Jason's Pause
by Elizabeth Clayton
AuthorHouse


"Myth and fable allow truth in the simple and true and require only the effort toward clear recognition."

Award-winning author, poet, and artist Clayton presents a new collection combining colorful visual imagery with her deft use of language and lore. The title refers to the Greek word for "healer," and as she says in her introduction, it also acknowledges her nephew, whose noble qualities inspired this creation. In her poetry, Clayton describes and praises the white hart, or deer, of legend, whose fabled roles include a symbolization of Christ's presence on earth. In this grouping, the first poem, "His Noblesse," is accompanied by a beautiful color painting of the white stag.

The aggregation ranges widely. For example, there is the suggestion, emphasized by a cluster of dawn-like yellow flowers, that sleep is "sweetest in the closing hours of the night" when "the rogues and highwaymen" have gone into hiding. A paean to "the lovely pomegranate and pear, together" shares pages with a depiction of purple fruits on curling branches, overflown by a graceful dove. Darkness, too, is represented poetically by hearts that "struggle and fall, bitter lamentations."

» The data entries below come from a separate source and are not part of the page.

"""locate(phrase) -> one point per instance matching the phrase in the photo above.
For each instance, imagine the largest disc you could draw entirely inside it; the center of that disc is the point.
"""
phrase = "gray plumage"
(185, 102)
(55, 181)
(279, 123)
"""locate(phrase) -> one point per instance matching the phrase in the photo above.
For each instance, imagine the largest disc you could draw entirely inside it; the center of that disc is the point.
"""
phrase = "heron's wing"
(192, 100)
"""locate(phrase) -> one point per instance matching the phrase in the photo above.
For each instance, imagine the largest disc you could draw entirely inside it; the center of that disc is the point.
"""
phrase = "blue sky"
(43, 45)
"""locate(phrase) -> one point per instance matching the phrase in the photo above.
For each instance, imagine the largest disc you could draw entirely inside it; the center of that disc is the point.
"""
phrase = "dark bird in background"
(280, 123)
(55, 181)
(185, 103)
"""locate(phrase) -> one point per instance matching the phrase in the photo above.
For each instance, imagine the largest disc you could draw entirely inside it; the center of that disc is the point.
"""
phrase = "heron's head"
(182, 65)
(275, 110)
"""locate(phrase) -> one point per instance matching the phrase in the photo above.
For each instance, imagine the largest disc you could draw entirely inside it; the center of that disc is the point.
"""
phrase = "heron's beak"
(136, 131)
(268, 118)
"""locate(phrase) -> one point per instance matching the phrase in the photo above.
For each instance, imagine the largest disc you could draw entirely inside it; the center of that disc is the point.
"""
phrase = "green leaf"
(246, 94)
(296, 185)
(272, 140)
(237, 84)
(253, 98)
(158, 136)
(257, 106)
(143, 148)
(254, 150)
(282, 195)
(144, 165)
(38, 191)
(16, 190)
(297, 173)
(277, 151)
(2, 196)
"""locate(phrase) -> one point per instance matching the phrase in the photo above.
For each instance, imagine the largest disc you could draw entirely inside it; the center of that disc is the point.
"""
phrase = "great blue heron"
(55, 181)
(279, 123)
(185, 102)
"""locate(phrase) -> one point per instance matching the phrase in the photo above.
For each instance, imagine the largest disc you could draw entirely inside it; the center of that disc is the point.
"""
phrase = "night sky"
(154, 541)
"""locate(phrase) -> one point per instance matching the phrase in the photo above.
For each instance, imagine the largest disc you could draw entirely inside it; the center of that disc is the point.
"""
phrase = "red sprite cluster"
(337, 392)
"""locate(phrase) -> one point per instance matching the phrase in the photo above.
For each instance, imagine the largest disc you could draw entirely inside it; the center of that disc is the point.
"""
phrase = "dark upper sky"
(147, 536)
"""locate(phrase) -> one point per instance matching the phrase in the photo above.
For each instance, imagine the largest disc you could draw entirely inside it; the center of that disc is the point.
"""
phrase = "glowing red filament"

Clayton, a retired teacher and gifted sculptor, painter, and wordsmith, states that these particular works were written at a period of reflection and loss. Yet her beautifully crafted statuary and often sweet, floral pictures provide balance, with one large illustration for each short poem. In her prose opening and closing segments, she makes many allusions to classical literature and customs, inner journeying, and the human tendency to vacillate between extremes of thought and feeling. The sense that the reader and viewer will take from this melding of philosophy and picture is that its creator is an alchemist who can create ideas from a vast universe of images and pull pictures from an equally grand storehouse of ideas.